I wanted to remember him as he was, before the cancer and heart disease and kidney failure and depression joined forces to kill him. I wanted to remember the almost larger-than-life figure, whip-smart and impatient, funny as hell, kind and generous yet almost childlike in his selfishness. When he was at his heaviest, well over 230lbs on his 5’9” frame, he looked like a Jewish Jerry Garcia, a Semitic Santa Claus. Working 7 days a week, taking in 3-4 Red Sox games a week during the season, going to the theatre and the symphony, dining out every night. Not this ghost who spent the final year of his life in a rented hospital bed. Yet that’s the last image I have of him.

I miss him. I miss sitting with him, listening to his stories of growing up, the center of his parents’ universe and his unyielding devotion to them in turn. All of his road stories, his knowledge of every 5 & 10 in New England, the relationships he built through his insane devotion to his work. Work was his life’s passion. I miss his jokes. I miss watching Sox games with him, and hearing his TV blaring late into the night as he watched yet another ‘Murder, She Wrote’ marathon, wryly complaining that he’s seen them all 50 times. (ME: “Then why do you watch them again?” HIM: “Because I like it.”)

I miss picking up breakfast for him at McDonald’s on Sunday mornings. I miss seeing him feed Maxine pancakes and bacon. I miss shopping for his cranberry juice and applesauce and the small frozen meals the attendants would heat up for him.

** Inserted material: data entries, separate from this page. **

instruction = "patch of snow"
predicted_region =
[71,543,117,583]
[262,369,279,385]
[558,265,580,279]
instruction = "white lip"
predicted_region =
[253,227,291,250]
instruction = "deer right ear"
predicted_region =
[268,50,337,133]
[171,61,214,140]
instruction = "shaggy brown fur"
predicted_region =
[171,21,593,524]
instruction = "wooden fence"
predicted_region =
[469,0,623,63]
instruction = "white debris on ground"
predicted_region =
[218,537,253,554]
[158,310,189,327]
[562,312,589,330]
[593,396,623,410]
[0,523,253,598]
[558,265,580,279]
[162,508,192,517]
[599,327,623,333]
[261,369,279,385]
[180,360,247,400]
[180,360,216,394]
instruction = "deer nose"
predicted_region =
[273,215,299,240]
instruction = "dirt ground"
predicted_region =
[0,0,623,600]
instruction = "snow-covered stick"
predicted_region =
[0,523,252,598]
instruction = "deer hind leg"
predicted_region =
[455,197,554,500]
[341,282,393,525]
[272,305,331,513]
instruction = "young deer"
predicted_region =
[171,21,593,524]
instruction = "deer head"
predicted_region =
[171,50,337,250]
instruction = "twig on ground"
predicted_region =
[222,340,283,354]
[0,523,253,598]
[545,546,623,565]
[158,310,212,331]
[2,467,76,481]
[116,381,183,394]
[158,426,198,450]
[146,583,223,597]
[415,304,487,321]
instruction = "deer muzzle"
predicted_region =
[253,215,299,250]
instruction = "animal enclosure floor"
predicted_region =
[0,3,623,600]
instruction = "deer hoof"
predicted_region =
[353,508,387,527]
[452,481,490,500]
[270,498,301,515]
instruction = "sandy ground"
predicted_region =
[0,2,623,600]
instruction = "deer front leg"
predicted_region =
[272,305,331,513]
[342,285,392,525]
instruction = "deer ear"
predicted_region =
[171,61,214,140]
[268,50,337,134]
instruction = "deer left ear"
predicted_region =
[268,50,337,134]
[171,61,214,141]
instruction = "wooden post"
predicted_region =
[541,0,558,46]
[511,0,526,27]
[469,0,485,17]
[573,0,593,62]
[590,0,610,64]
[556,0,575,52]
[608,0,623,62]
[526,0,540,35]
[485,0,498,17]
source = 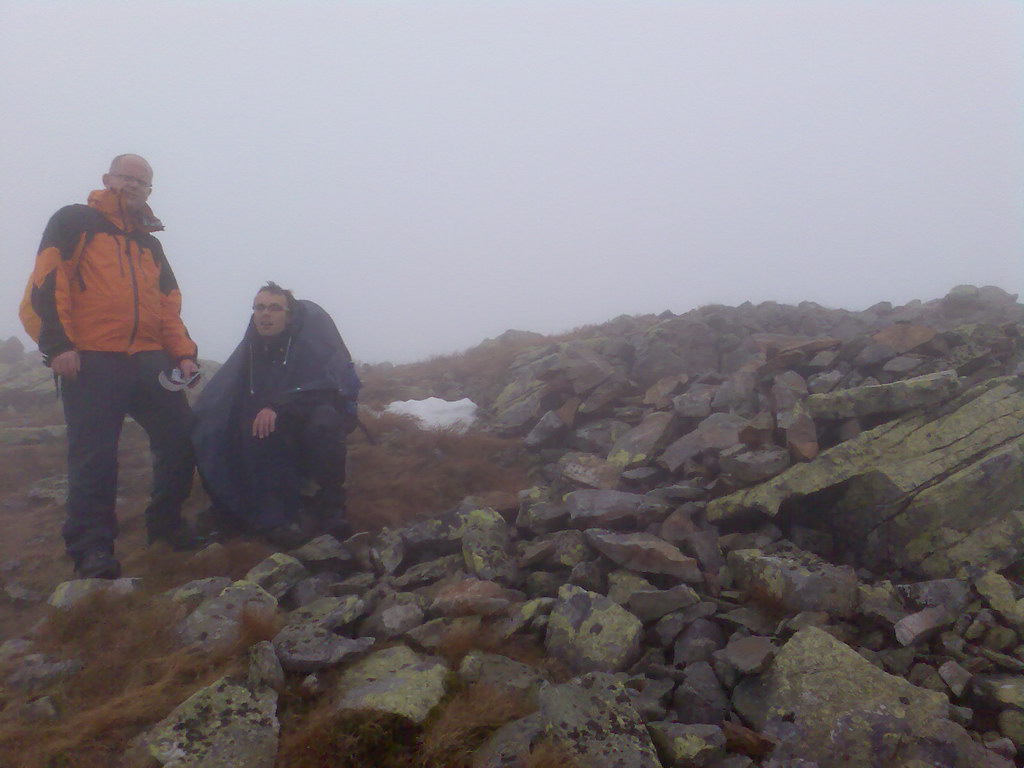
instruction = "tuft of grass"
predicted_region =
[525,741,584,768]
[0,594,243,768]
[347,414,529,530]
[278,699,419,768]
[418,684,534,768]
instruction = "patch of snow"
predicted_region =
[384,397,477,432]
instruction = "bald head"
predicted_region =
[110,153,153,177]
[103,155,153,214]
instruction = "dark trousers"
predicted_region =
[61,351,195,563]
[240,404,346,531]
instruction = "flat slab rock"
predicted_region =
[540,672,662,768]
[585,529,703,584]
[733,628,1011,768]
[545,585,643,672]
[177,581,278,649]
[707,377,1024,579]
[273,624,374,672]
[136,678,279,768]
[334,645,449,725]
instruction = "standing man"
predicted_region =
[20,155,199,579]
[193,283,359,549]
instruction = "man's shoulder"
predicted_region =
[50,203,110,229]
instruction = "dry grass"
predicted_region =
[347,414,529,530]
[0,594,247,768]
[0,362,544,768]
[278,699,419,768]
[417,684,532,768]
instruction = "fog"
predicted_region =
[0,0,1024,361]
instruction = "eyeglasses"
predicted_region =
[111,173,153,189]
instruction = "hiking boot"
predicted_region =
[75,549,121,579]
[263,522,309,551]
[146,523,203,552]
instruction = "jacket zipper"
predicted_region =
[125,234,138,348]
[118,195,138,350]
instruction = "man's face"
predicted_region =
[253,291,291,338]
[103,155,153,212]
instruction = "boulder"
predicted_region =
[334,645,449,725]
[564,490,644,528]
[540,672,662,768]
[136,678,279,768]
[46,579,139,609]
[246,552,309,600]
[733,628,1009,768]
[707,378,1024,578]
[657,414,746,473]
[807,371,959,420]
[273,624,374,673]
[647,723,725,768]
[462,507,518,585]
[608,411,675,469]
[727,549,859,617]
[545,585,643,672]
[177,581,278,650]
[586,529,703,584]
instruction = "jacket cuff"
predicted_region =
[39,341,75,366]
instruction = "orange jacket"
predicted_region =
[20,189,197,361]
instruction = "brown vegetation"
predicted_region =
[0,380,532,768]
[348,414,529,530]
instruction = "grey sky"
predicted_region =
[0,0,1024,361]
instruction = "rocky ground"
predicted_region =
[0,286,1024,768]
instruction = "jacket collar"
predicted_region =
[89,189,164,232]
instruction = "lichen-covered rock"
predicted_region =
[246,552,309,600]
[292,534,355,573]
[285,595,366,630]
[358,592,430,641]
[558,451,623,490]
[708,377,1024,578]
[672,662,729,725]
[391,554,465,590]
[406,616,482,651]
[586,529,703,584]
[647,723,725,768]
[459,650,545,698]
[164,577,231,607]
[139,678,279,768]
[728,549,859,616]
[177,581,278,650]
[807,371,959,419]
[7,653,85,691]
[462,507,519,585]
[430,577,525,616]
[46,579,139,609]
[246,640,285,693]
[719,445,790,484]
[657,414,746,472]
[473,713,544,768]
[974,570,1024,627]
[733,628,1008,768]
[540,672,662,768]
[334,645,449,724]
[608,411,676,469]
[564,490,644,528]
[273,624,374,672]
[545,585,643,672]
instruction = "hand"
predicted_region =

Most of all, I miss being needed.

The last 12 months have been incredible. There’s been a lot of laughter mixed in with the sadness. There’s been a lot of personal growth, a learned awareness of how strong and resilient I truly am. There’s been travel and adventure and intimacy and other significant losses too. In other words, life.

There’s no time limit on grief. It comes on like a tidal wave and recedes just as quickly. You just endure it, and then let it go. Over and over.

I’m very much my own man, and very much my father’s son too. I live life on my terms, just as he lived his. Sometimes the price of it is a crushing loneliness, but I’ll take loneliness over boredom every time.

The next 12 months will see more changes for yours truly. More adventures, more writing, more of what makes me happy. “Fuck ‘em all,” as my dad said to me. “Do what makes you happy.”

Knowing I’m living up to that advice makes me happy.

I love you Dad. I miss you every day.